La questione dei guadagni dei manager pubblici è tornata di grande e stridente attività. Se è vero che il momento imporrebbe una qualche frugalità e sacrifici per tutti, ammesso che abbassarsi lo stipendio a 302mila euro sia un sacrificio, è altrettanto vero che all’estero si premiano anche di più, solo che lì, spesso o nella quasi totalità dei casi, la performance finanziaria è legata alle performance aziendali e agli obiettivi raggiunti.
Qualche supermanager ha anche paventato fughe all’estero dei manager stessi, qualcun altro ha impiantato un paragone con gli omologhi europei; ma la questione fu affrontata a suo tempo anche dal Governo Monti che, in ossequio alle direttivi di sobrietà che voleva incarnare, decise che nessuno avrebbe dovuto guadagnare più del presidente della Corte Suprema.
Questa era l’idea di base, il punto è che subito il Tesoro riuscì a ottenere l’esclusione delle società quotate come Eni, Enel, Finmeccanica e Terna; poi un successivo emendamento escluse dai tagli anche i manager delle società non quotate, a patto che le stesse avessero però emesso "strumenti finanziari" sui mercati non regolamentati.
Infine il colpo di grazia, l’emendamento per le controllate.
Stringi stringi alla fine a “pagare” sarebbero, a quanto pare, Arcuri e Ciucci. E fa un po’ specie in effetti constatare che Ma certo fa ridere che su 7.411 società pubbliche il tetto dei 302mila euro abbia dispiegato concretamente i propri effetti solo in un paio di casi.

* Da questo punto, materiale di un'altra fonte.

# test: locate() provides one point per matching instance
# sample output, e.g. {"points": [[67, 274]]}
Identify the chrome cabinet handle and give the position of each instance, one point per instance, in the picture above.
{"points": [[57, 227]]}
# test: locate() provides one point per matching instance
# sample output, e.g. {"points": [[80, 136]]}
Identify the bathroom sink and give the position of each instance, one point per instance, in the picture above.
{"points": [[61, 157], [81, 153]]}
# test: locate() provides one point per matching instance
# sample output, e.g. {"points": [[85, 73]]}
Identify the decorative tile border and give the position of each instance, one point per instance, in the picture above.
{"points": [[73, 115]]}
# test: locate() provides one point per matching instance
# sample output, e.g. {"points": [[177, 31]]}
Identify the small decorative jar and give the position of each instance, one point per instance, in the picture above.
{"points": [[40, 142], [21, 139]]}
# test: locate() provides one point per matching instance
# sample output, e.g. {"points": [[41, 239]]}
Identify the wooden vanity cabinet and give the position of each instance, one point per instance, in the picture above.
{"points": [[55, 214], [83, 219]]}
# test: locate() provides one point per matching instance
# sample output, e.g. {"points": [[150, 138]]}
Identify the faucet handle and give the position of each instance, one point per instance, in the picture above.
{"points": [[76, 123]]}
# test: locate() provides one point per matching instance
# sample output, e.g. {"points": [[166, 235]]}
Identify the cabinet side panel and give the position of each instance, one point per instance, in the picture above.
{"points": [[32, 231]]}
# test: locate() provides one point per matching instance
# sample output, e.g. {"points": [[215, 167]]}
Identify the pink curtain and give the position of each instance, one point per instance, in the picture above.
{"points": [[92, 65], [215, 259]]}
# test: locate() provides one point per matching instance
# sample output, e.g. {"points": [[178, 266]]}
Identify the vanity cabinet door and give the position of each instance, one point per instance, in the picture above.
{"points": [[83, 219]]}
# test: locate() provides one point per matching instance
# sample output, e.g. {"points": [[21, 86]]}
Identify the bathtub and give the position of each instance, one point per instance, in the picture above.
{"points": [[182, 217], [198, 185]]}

Eppure anche questo, forse soprattutto ciò, è il vero moloch italiano che si troverà dover affrontare Matteo Renzi, vale a dire la straordinaria resilienza dei burocrati e dei mandarini che vedono come il fumo negli occhi ogni qualsivoglia turbamento di uno status quo che piace tanto, molto. Troppo. E che il Matteo nazionale è fermamente intenzionato se non a scardinare, perlomeno a incrinare. Perché, alla fin fine, lui, Renzi, su questa cosa dei tagli ai manager, ma non solo, ci sta mettendo la faccia.